Not to be outdone by that level of douchieness, Aaron has posted another troubling selfie to Facebook. This time he's showing his sensitive side:
No, Aaron Tuttle is not auditioning for the Blair Witch Project 7.
Based on the partial caption to the pic above, I guess he's getting divorced. If that's the case, why is he so sad? He should be crying tears of joy! Sure, divorce sucks at first because you still have to deal with crazy in-laws and having your little dog stolen by your mean ex-wife, but it's actually a positive experience. In fact, I think everyone should get married once just so they know how liberating, awesome and free it is to be your own boss and date young girls in their 20s.

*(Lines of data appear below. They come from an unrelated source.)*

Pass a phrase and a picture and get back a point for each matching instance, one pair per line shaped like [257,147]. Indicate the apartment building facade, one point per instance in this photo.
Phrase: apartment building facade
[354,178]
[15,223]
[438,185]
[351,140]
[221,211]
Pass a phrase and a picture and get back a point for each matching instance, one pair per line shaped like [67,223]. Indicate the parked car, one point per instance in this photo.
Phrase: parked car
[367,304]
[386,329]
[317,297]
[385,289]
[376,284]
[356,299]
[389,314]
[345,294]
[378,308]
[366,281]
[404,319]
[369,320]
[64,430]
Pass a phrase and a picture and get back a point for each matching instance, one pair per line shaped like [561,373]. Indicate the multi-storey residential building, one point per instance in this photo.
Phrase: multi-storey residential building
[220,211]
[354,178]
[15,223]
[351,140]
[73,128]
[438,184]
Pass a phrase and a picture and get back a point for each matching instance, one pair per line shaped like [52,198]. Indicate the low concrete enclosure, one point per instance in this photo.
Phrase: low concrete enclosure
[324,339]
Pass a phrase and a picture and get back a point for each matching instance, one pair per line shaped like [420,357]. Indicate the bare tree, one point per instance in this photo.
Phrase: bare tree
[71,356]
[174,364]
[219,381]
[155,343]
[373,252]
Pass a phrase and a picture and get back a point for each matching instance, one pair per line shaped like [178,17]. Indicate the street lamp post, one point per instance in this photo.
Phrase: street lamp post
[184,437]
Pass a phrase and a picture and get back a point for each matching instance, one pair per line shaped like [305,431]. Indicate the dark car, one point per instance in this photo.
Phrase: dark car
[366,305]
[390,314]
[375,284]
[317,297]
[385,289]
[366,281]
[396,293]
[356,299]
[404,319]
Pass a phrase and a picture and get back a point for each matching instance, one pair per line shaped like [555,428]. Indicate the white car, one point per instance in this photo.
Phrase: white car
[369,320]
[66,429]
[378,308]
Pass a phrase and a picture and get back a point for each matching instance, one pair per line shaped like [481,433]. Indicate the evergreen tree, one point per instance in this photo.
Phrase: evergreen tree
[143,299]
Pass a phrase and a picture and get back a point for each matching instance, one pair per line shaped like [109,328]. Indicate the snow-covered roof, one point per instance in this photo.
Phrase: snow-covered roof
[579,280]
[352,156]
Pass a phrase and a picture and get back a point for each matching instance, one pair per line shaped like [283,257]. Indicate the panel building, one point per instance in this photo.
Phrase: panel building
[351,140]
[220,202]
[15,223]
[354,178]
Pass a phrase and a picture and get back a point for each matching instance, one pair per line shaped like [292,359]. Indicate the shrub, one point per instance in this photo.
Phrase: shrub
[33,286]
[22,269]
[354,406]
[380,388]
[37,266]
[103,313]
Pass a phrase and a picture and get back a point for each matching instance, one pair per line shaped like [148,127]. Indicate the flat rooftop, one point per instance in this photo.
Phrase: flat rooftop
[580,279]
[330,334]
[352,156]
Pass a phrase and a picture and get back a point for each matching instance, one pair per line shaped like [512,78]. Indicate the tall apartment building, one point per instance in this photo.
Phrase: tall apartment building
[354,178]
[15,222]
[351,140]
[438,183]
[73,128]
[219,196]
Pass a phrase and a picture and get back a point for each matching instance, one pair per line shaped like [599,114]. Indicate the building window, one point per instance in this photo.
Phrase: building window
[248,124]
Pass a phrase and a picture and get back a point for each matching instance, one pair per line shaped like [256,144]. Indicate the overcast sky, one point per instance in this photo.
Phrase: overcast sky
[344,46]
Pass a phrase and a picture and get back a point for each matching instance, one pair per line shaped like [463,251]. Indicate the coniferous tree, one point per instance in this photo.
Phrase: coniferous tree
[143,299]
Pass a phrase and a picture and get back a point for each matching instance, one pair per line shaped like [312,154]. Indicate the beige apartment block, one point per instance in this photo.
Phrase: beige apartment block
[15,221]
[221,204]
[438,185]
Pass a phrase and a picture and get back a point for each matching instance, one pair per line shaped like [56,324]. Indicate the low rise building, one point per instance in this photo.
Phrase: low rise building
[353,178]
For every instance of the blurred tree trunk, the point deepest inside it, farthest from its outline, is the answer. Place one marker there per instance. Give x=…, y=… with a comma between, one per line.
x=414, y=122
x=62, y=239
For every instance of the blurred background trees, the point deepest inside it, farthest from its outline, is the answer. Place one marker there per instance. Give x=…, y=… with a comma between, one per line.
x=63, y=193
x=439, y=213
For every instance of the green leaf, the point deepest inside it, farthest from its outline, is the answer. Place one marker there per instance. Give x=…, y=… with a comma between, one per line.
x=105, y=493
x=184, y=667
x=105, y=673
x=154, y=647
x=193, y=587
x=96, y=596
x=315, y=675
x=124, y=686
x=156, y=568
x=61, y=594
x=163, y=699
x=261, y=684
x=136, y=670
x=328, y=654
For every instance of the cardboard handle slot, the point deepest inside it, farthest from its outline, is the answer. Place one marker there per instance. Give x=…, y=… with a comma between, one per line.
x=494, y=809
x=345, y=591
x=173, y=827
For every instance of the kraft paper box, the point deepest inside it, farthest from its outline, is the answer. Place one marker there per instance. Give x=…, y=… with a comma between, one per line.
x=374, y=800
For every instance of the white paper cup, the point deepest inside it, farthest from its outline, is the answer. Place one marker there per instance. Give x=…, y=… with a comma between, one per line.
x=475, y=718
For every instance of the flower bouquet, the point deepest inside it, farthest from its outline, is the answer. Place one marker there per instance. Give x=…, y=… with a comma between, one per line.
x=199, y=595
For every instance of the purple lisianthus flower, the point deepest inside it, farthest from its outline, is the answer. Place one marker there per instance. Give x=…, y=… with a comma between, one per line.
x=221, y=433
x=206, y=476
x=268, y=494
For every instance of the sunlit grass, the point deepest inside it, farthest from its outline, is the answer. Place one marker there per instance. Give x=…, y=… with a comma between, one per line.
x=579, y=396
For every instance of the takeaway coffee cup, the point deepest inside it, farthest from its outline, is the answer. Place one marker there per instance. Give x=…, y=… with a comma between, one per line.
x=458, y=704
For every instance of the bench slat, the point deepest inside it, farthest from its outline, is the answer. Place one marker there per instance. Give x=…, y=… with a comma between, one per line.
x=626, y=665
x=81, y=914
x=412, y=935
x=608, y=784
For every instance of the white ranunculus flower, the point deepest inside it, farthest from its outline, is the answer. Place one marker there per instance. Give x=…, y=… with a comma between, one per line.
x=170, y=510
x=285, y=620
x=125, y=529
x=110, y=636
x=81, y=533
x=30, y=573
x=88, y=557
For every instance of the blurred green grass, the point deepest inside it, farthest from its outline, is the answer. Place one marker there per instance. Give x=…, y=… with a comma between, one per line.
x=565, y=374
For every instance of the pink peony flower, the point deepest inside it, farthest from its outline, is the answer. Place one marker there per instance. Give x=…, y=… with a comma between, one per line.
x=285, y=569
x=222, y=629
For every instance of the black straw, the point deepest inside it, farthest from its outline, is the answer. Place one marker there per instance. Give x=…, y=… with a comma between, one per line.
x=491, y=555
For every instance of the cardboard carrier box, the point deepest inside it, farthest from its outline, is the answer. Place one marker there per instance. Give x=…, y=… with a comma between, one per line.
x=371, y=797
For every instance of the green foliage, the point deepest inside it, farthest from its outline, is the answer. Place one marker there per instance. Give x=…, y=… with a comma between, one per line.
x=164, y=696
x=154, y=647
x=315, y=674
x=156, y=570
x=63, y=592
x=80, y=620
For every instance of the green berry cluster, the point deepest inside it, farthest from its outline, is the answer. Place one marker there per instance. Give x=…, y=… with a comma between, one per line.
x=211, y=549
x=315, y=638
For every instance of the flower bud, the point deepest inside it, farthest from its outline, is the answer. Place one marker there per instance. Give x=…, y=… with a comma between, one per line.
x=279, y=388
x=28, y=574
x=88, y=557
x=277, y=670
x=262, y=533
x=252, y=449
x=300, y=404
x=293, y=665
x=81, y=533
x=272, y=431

All that being said, this divorce could be bad news for the single men of OKC. Based on emails I've received over the years, Aaron and his muscly arms are quite popular with the local ladies. His divorce, along with Jaime Cerreta's departure for Arizona and Lacey Lett moving to Tulsa, could lead to the The Weather Situation, Know Your Mo (Dave Morris) and The Skarkster (Brent Skarky) forming an entourage and cruising the seven clubs in one at City Walk. I can smell the Acqua di Gio from here.
Actually, that's probably worse for the ladies than the guys. I can already see some bachelorette party being crashed by Aaron talking about the dry line, Dave playing the keyboard and Brent performing magic. Maybe to help the cause I'll toss them some trivia questions. Girls love trivia. Trust me.